Mittwoch, 5. März 2014

Nordkurier | Brodaer Bürger machen weiter mobil gegen Funkmast

Guckt bald die Spitze eines Mobilfunkmastes über die Hügel des Brodaer Landschaftsgartens? Die Bürgerinitiative will sich jedenfalls gegen dieses Szenario wehren. FOTO: KARL-JOSEF HILDENBRAND
Von Andreas Segeth

Nun wird’s ernst: Die Telekom hat einen Bauantrag für einen neuen Funkmast in Broda eingereicht. Die Bürgerinitiative will gegen eine mögliche Baugenehmigung vorgehen. Doch hat die Stadt überhaupt eine Wahl?

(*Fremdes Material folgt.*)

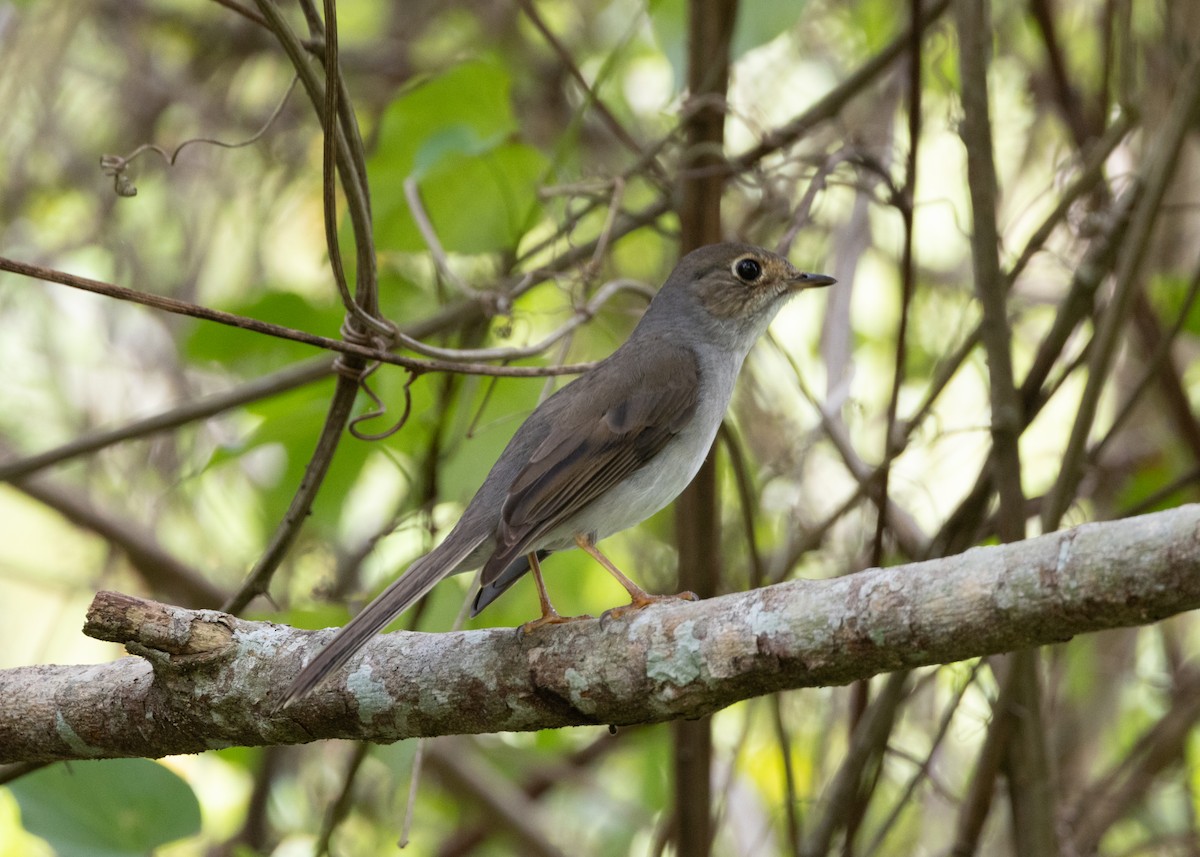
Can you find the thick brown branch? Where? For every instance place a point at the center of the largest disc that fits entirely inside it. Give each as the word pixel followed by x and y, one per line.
pixel 670 661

NEUBRANDENBURG. Nicht jeder reagiert auf elektrische Felder derart heftig wie Heike W. Sie sei „elektrosensitiv“, schon beim Fahren in Zügen bekomme sie wegen der vielen dort genutzten Handys Herz- Rhythmus-Störungen, berichtete sie am Montagabend bei einer Infoveranstaltung der Bürgerinitiative „Bürger für Neubrandenburg“, die sich gegen die Aufstellung eines neuen Mobilfunkmastes der Telekom in Broda wendet.

Die 55 anderen Teilnehmer der Versammlung konnten zwar nicht über ähnlich extreme Erfahrungen berichten, die meisten Anwesenden allerdings hegen ein gewisses Unwohlsein bei dem Gedanken, dass bald ein leistungsstarker, 45 Meter hoher Sendemast in ihrer unmittelbaren Nähe aufgestellt werden soll. Sie sorgen sich um ihre Gesundheit, aber auch um einen möglichen Werteverlust ihrer Eigen heime in Broda. Es gebe noch keine Langzeitstudien, die eine mögliche Schädigung der Gesundheit durch elektromagnetische Wellen widerlegen. Zudem gehe es um die Unverletzlichkeit der Wohnung: Auf dieses Gesundheitsrisiko habe man keinen Einfluss.

Stadtvertreter verweist auf gesetzliche Grenzwerte
Mit seiner Meinung allein auf weiter Flur stand CDUStadtvertreter Wolfgang Schneider, der sich jahrzehntelang beruflich mit Arbeitsschutzthemen und schädlichen Umwelteinflüssen befasst hatte und nun im Ruhestand weilt. Er verwies auf die umfangreiche Erforschung des Themas und die gesetzlichen Grenzwerte, die eingehalten werden. Es gebe keine einzige Studie, die einen ursächlichen Zusammenhang zwischen elektromagnetischen Feldern und Krankheiten nachweise.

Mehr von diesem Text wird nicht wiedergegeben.